Tuesday, October 30, 2012

Five Wishes for Star Wars VII



Disney purchased Lucasfilm today and announced Star Wars Episode VII.

If you're reading this, you probably grew up on Star Wars.  You probably loved the original trilogy.  You probably hated the prequels.  You're not alone.

I don't know anyone at Disney or Lucasfilm, but like the Comic Book Guy from The Simpsons, I have a blog and I like to vent.  So here are my "five commandments" for Star Wars VII.  If I'm lucky, somebody at Disney will find this blog and obey.

Star Wars VII should feature:


1) Real characters, whom we care about, struggling through tough situations

The original Star Wars worked so well because we cared about the characters.  We identified with Luke Skywalker.  We admired Princess Leia.  We wanted to be Han Solo.  They talked and acted like real people; they were like fictional friends.  When they struggled through tough times, we felt for them.  The prequels failed because nobody cared about Qui-Gon or Amidala (I had to Google just to remember their names).  For Star Wars VII, please:  Give us real characters we can root for... and put them through hell.


2) No (or virtually no) CGI

Star Wars always worked best without fancy CGI.  The dusty Tatooine of 1977's A New Hope seemed like a real place; the remastered version, with CGI reptiles tossed in, felt fake.  The original dance in Jabba's lair was dusty, shadowy, and creepy; the remastered version was cartoonish--something out of a Pixar movie.  One reason The Lord of the Rings movies worked so well is because they used CGI sparingly; they mainly employed miniatures, make up, and real locations.  Disney, please don't use too much CGI in Star Wars Episode VII!


3) Good vs.
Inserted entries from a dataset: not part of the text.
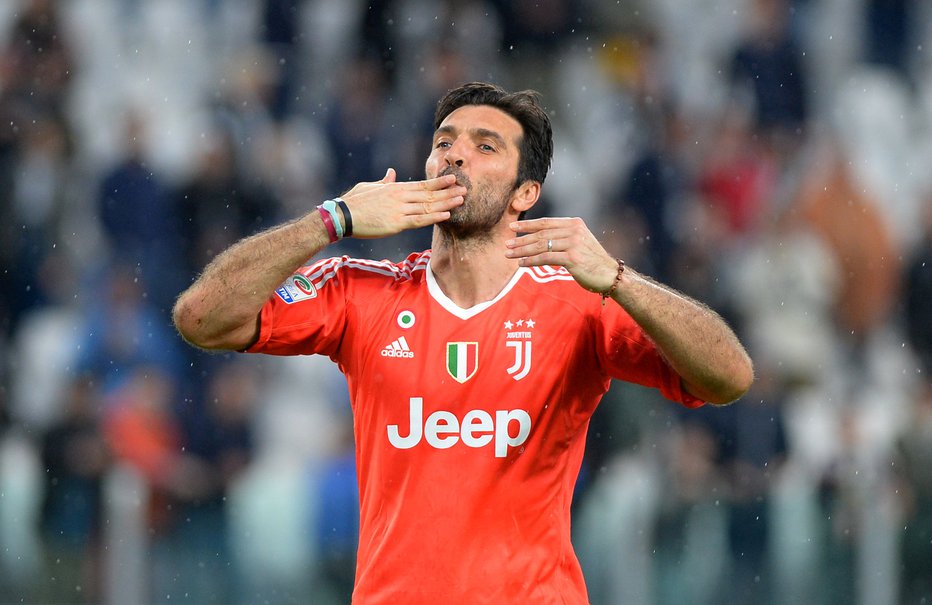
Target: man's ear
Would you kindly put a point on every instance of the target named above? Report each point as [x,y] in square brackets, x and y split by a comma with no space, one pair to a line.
[525,196]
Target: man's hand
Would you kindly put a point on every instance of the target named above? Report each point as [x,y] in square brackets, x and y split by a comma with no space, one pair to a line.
[385,207]
[565,242]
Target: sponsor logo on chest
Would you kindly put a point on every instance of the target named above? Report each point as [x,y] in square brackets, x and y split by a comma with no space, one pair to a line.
[443,429]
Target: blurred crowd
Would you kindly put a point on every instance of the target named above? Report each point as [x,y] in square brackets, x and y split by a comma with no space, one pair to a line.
[769,157]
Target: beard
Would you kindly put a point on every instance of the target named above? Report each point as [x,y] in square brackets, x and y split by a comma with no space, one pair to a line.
[483,208]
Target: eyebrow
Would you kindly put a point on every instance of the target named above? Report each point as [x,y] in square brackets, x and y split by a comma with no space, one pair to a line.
[476,133]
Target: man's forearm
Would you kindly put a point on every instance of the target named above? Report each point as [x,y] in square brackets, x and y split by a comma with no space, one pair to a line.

Evil

The original Star Wars trilogy was the ultimate good vs. evil story.  That's what audiences connected with.  We don't care about trade disputes or political debates in a galactic senate.  Please, Star Wars VII should feature heroic underdogs fighting powerful evil.


4) Grime and grit

The Jawa traders and their captive robots.  The seedy space port.  The hunk-of-junk Millennium Falcon.  The original Star Wars was grimy, rusty, and beaten up.  It felt real and worked in.  Please, Star Wars VII should not look clean and futuristic.  It should look just as dirty and beaten up as Jabba's slave pit.


5) A sense of wonder

The original trilogy had an epic scope.  It was a grand, mythological adventure.  It felt big--a timeless story.  When Yoda appeared, the story felt downright mystical.  By comparison, the prequels felt so small and dry.  Please, Star Wars VII should emit that sense of wonder--the sense that we're witnessing a majestic legend.